Abstract
Background:
Early-stage non-small cell lung cancer (NSCLC) is being diagnosed increasingly, and in 30% of diagnosed patients, recurrence will develop within 5 years. Thus, it is urgent to identify recurrence-related markers in order to optimize the management of patient-tailored therapeutics. The aim of the study was to develop a feasible tool to optimize the recurrence prediction of stage I NSCLC.
Methods:
The eligible datasets were downloaded from TCGA and GEO. In discovery phase, two algorithms, Least Absolute Shrinkage and Selector Operation and Support Vector Machine-Recursive Feature Elimination, were used to identify candidate genes. Recurrence associated signature was developed by penalized cox regression. The nomogram was constructed and further tested via two independent cohorts.
Results:
In this retrospective study, 14 eligible datasets and 7 published signatures were included. In discovery phase, 42 significant genes were highlighted as candidate predictors by two algorithms. A 13-gene based signature was generated by penalized cox regression categorized training cohort into high-risk and low-risk subgroups (HR = 8.873, 95% CI:4.228–18.480 P < 0.001).
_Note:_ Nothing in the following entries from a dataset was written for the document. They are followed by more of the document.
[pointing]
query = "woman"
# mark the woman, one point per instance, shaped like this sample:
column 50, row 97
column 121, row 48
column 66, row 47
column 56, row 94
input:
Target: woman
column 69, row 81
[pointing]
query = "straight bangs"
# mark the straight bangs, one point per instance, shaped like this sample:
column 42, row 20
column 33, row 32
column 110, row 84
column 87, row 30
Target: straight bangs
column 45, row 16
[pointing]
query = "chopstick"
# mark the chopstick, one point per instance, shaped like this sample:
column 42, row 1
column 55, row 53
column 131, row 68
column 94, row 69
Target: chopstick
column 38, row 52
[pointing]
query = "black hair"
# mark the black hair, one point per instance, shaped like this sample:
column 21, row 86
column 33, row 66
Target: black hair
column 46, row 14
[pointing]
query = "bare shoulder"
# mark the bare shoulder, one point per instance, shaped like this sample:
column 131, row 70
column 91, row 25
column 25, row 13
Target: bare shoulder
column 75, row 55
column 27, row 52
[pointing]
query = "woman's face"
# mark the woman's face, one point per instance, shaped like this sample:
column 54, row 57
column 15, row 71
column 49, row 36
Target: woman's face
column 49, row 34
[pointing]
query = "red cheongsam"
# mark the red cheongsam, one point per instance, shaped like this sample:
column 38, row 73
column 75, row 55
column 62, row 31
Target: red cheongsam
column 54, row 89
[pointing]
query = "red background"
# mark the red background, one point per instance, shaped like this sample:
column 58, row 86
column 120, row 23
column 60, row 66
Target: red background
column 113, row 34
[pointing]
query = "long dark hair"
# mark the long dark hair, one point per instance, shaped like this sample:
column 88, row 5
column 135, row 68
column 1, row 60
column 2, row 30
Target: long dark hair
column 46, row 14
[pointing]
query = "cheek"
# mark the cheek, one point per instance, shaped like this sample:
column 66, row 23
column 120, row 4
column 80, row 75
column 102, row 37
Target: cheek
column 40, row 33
Furthermore, a nomogram integrating the recurrence related signature, age, and histology was developed to predict the recurrence-free survival in the training cohort, which performed well in the two external validation cohorts (concordance index: 0.737, 95%CI:0.732–0.742, P < 0.001; 0.666, 95%CI: 0.650–0.682, P < 0.001; 0.651, 95%CI:0.637–0.665, P < 0.001 respectively).
Conclusions:
The proposed nomogram is a promising tool for estimating recurrence free survival in stage I NSCLC, which might have tremendous value in guiding adjuvant therapy. Prospective studies are needed to test the clinical utility of the nomogram in individualized management of stage I NSCLC.